# Case 0. Learning basics
**Neural Networks for Machine Learning Applications**<br>
24.01.2024<br>
Rabindra Manandhar<br>
[Information Technology, Bachelor's Degree](https://www.metropolia.fi/en/academics/bachelors-degrees/information-technology)<br>
[Metropolia University of Applied Sciences](https://www.metropolia.fi/en)

- **v3**: Simplified version based on discussion with JK.
- **v4**: Added conversion of labels [to_categorical](https://www.tensorflow.org/api_docs/python/tf/keras/utils/to_categorical) and changed the loss function to [categorical crossentropy](https://www.tensorflow.org/api_docs/python/tf/keras/metrics/categorical_crossentropy).
- **v5**: Changes in instructions wordings.

## 1. Introduction


This notebook was created to learn to use basic Tensorflow neural network functions.

The main objectives were to find a simple neural network model and train it to classify the black and white handwritten digits in a small number of epochs.

## 2. Setup

'Tensorflow' library was used here. It was used to build and train a neural network model.

In [None]:
import tensorflow as tf
print(f'tensorflow: {tf.__version__}')

tensorflow: 2.15.0


In [1]:
from google.colab import drive
drive.mount('/content/drive')

Mounted at /content/drive


## 3. Dataset

The MNIST dataset comes preloaded in Keras, in the form of a set of four Numpy arrays/tensors. x_train and y_train form the training set, the data that the model will learn from. The model will then be tested on the test set, x_test and y_test. The images are encoded as NumPy arrays, and the labels are an array of digits, ranging from 0 to 9. The images and labels have a one-to-one correspondence.*italicized text*

In [None]:
mnist = tf.keras.datasets.mnist

(x_train, y_train), (x_test, y_test) = mnist.load_data()

In [None]:
print(f'x_train: shape {x_train.shape} and ndim {x_train.ndim}')
print(f'x_test:  shape {x_test.shape} and ndim {x_test.ndim}')

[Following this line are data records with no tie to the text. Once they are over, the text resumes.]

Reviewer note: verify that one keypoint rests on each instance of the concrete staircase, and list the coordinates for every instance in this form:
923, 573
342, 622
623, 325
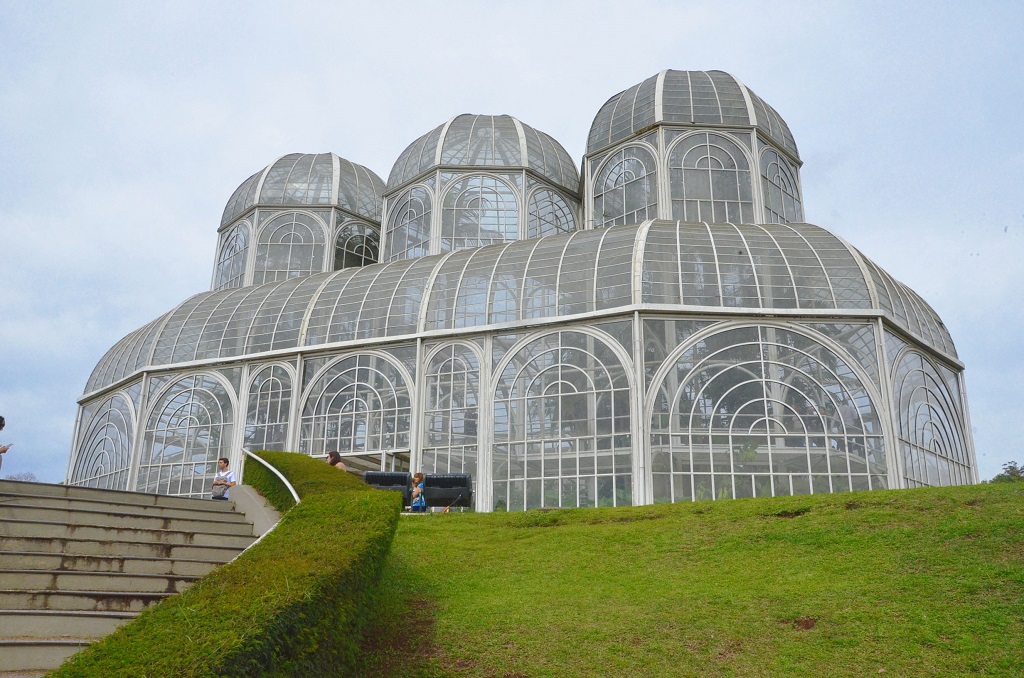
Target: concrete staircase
75, 562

print(f'y_train: shape {y_train.shape} and ndim {y_train.ndim}')
print(f'y_test:  shape {y_test.shape} and ndim {y_test.ndim}')

x_train: shape (60000, 28, 28) and ndim 3
x_test:  shape (10000, 28, 28) and ndim 3
y_train: shape (60000,) and ndim 1
y_test:  shape (10000,) and ndim 1


## 4. Preprocessing

1. Normalization of Input Data:
Since the pixel values in images, x_train and x_test in this case, typically range from 0 to 255, dividing by 255.0 scales the pixel values to be in the range [0,1] in data type - float64. Normalizing the data helps in speeding up the training process and improving the convergence of the optimization algorithm.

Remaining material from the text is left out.